Minima Cardiniana 319/7

Domenica 21 marzo 2021, V Domenica di Quaresima
San Benedetto, Equinozio di Primavera

E INFINE, A PROPOSITO DI TOLLERANZA E DI CENTENARI: C’È UNA STATUA, A TRENTO…
Ma non abbiamo certo aspettato la Siria o la Madonna, per tradire la storia e per distorcere il senso della realtà. Macché. Magari. Lo facciamo ogni giorno.
Prendete il centenario dantesco. Con la scusa dell’“attualità di Dante Alighieri”, ci tocca anche sorbirci una valanga di memorie patriottarde sul Dante dell’Ottocento “custode dell’italianità”. Sulla lingua italiana, nulla da dire: ma sul piano politico sono tutte balle. E, quanto a tolleranza, bisognerebbe andare a scuola dall’imperatore Francesco Giuseppe.
Proprio così. L’11 ottobre del 1896, a Trento, s’inaugurò il monumento a Dante voluto dai cittadini. Trento era una città italiana, per quanto facesse allora parte dell’impero austriaco all’interno della “duplice corona” austrungarica. Gli irredentisti, che c’erano – anche se pochini… – la presero come un incoraggiamento. E il senator professor Giosuè Carducci dedicò subito alcune terzine – non delle sue migliori, va detto – a quella statua che guardava arcigna e severa i prossimi monti bavaresi, quelli dell’Eterno Nemico d’Italia.
L’amministrazione imperialregia lascò fare. L’impero era plurinazionale, Trento una città fedele a Sua maestà Apostolica ma a maggioranza etnica italiana: perché impedire agli italiani di onorare il poeta della loro nazione?
Ma chissà che non ci fosse, dietro tale longanimità (che va apprezzata comunque), anche una sottile ironia. Dante, quello vero, quello della storia, non era quello che i patriottardi risorgimentali pretendevano fosse. Lui, la libertà della “serva Italia, di dolore ostello”, non se l’era mai aspettata come una liberazione “dallo straniero”. Anzi.
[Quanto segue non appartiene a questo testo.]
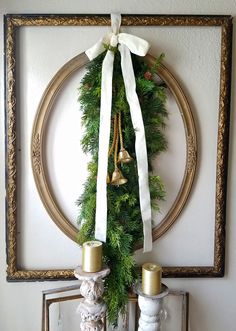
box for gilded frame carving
[31,53,197,246]
[5,14,232,281]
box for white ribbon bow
[85,14,152,252]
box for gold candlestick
[82,241,102,272]
[142,263,162,295]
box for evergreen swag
[77,49,167,325]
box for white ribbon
[85,14,152,252]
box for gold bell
[111,167,127,186]
[118,148,133,163]
[107,174,111,184]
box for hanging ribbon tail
[95,51,114,242]
[85,14,152,252]
[119,44,152,252]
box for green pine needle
[77,47,167,325]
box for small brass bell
[118,148,133,163]
[111,167,127,186]
[107,174,111,184]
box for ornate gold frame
[5,15,232,281]
[31,53,197,246]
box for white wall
[0,0,236,331]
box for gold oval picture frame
[31,53,197,241]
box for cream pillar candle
[142,263,162,295]
[82,241,102,272]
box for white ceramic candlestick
[74,267,110,331]
[135,284,169,331]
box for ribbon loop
[85,14,152,252]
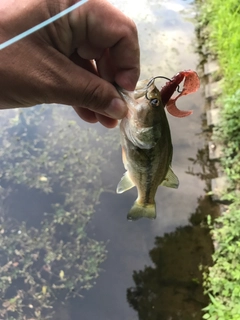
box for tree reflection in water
[127,146,218,320]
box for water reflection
[127,197,213,320]
[0,106,116,320]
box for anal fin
[117,171,135,193]
[160,167,179,189]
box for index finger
[70,0,140,90]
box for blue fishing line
[0,0,88,50]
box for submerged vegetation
[198,0,240,320]
[0,106,118,320]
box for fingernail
[105,98,127,119]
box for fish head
[121,78,164,127]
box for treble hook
[145,76,182,100]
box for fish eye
[150,98,159,107]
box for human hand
[0,0,139,127]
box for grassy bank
[198,0,240,320]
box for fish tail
[127,200,156,220]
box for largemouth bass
[117,71,199,220]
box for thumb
[46,55,127,119]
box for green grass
[198,0,240,320]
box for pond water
[0,0,216,320]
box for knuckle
[82,82,109,111]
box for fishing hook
[145,76,182,100]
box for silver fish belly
[117,79,179,220]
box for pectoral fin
[160,167,179,189]
[117,171,134,193]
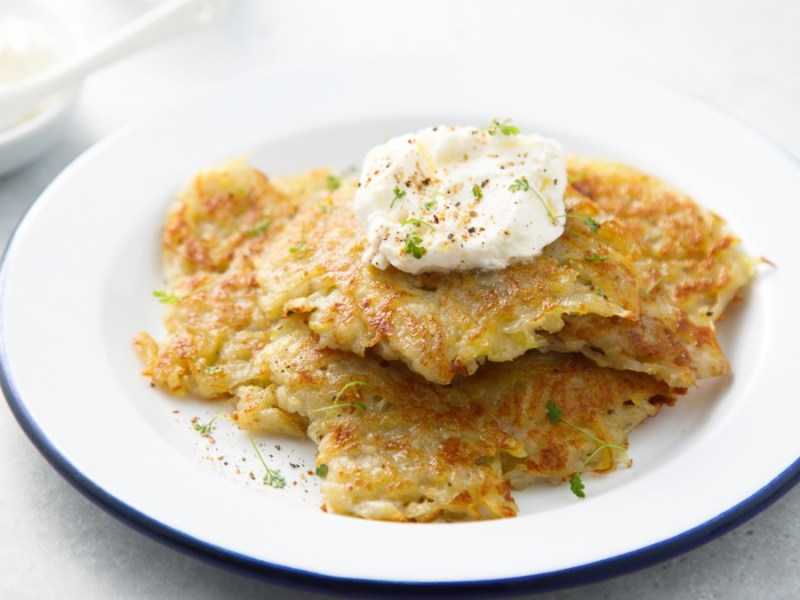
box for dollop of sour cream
[353,121,567,273]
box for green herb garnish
[404,233,427,259]
[244,219,272,237]
[194,409,222,437]
[546,400,625,498]
[153,290,180,304]
[569,473,586,498]
[400,217,436,229]
[325,175,342,192]
[312,381,368,412]
[508,177,531,192]
[247,433,286,488]
[479,119,519,135]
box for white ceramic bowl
[0,0,80,175]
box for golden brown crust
[135,159,753,521]
[253,181,638,384]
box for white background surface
[0,0,800,598]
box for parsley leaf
[508,177,531,192]
[545,400,625,498]
[153,290,180,304]
[404,233,427,259]
[547,400,564,425]
[583,217,600,233]
[400,217,436,229]
[244,219,272,237]
[193,409,222,437]
[389,186,406,208]
[479,118,519,135]
[247,433,286,488]
[569,473,586,498]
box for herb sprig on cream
[353,124,567,273]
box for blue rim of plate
[0,342,800,598]
[0,58,800,598]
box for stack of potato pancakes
[135,158,756,521]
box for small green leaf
[247,433,286,489]
[569,473,586,498]
[404,234,427,259]
[244,219,272,237]
[400,217,436,229]
[583,217,600,233]
[478,119,519,135]
[508,177,531,192]
[312,381,368,412]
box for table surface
[0,0,800,599]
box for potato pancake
[548,158,757,387]
[135,159,755,521]
[238,316,674,521]
[256,180,639,384]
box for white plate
[0,56,800,593]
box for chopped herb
[567,171,586,183]
[389,186,406,208]
[244,219,272,237]
[530,188,556,225]
[404,233,427,259]
[569,473,586,498]
[153,290,180,304]
[400,217,436,229]
[194,409,222,437]
[557,215,600,233]
[508,177,531,192]
[546,400,625,498]
[289,227,308,254]
[478,119,519,135]
[312,381,368,412]
[325,175,342,192]
[247,433,286,488]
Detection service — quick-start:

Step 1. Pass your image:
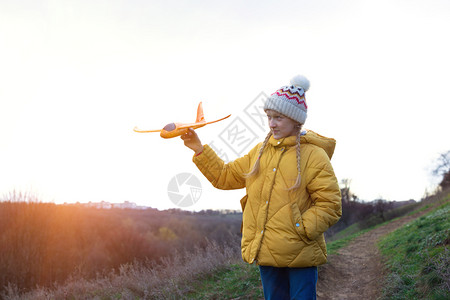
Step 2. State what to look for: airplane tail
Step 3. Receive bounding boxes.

[195,102,205,123]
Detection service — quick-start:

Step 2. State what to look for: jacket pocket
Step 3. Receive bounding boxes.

[291,202,312,244]
[240,195,248,233]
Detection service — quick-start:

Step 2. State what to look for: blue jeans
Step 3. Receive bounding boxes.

[259,266,318,300]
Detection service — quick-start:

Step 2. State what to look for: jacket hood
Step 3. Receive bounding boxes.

[269,130,336,159]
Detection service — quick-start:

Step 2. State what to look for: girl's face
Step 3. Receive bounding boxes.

[266,109,299,140]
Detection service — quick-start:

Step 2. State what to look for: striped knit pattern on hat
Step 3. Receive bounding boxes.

[264,79,309,124]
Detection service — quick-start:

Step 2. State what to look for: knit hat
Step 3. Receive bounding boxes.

[264,75,309,124]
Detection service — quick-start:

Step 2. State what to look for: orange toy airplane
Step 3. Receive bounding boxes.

[133,102,231,139]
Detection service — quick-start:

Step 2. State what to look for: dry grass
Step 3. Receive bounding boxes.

[2,243,240,300]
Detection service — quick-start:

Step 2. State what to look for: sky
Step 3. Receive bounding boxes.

[0,0,450,211]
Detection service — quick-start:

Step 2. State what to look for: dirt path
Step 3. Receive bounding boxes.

[317,212,425,300]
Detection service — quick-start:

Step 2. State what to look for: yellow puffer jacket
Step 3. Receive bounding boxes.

[193,131,342,267]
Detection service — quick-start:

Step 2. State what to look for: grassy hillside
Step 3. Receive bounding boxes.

[0,191,450,299]
[379,194,450,299]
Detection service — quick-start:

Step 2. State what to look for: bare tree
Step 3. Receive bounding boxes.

[433,150,450,189]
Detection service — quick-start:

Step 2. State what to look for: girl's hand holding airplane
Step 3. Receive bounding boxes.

[181,128,203,154]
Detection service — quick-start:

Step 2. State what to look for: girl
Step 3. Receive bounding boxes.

[181,75,342,299]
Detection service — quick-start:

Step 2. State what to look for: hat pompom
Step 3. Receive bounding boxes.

[291,75,309,92]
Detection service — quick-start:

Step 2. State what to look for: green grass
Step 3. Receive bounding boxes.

[187,263,264,299]
[379,197,450,299]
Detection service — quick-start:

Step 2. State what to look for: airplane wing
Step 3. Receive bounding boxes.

[133,127,162,133]
[177,115,231,129]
È chiaro ed evidente – dal Convivio alla Commedia al De monarchia – che lui la pace, la vittoria, la libertà e la giustizia se le aspettava proprio da uno “straniero”, dal monarca romano-germanico. Ed esultò quando Arrigo VII di Lussemburgo si affacciò entro i confini d’Italia: e ne scrisse, felice e minaccioso, agli “scelleratissimi fiorentini”, augurando loro i fulmini della punizione imperiale.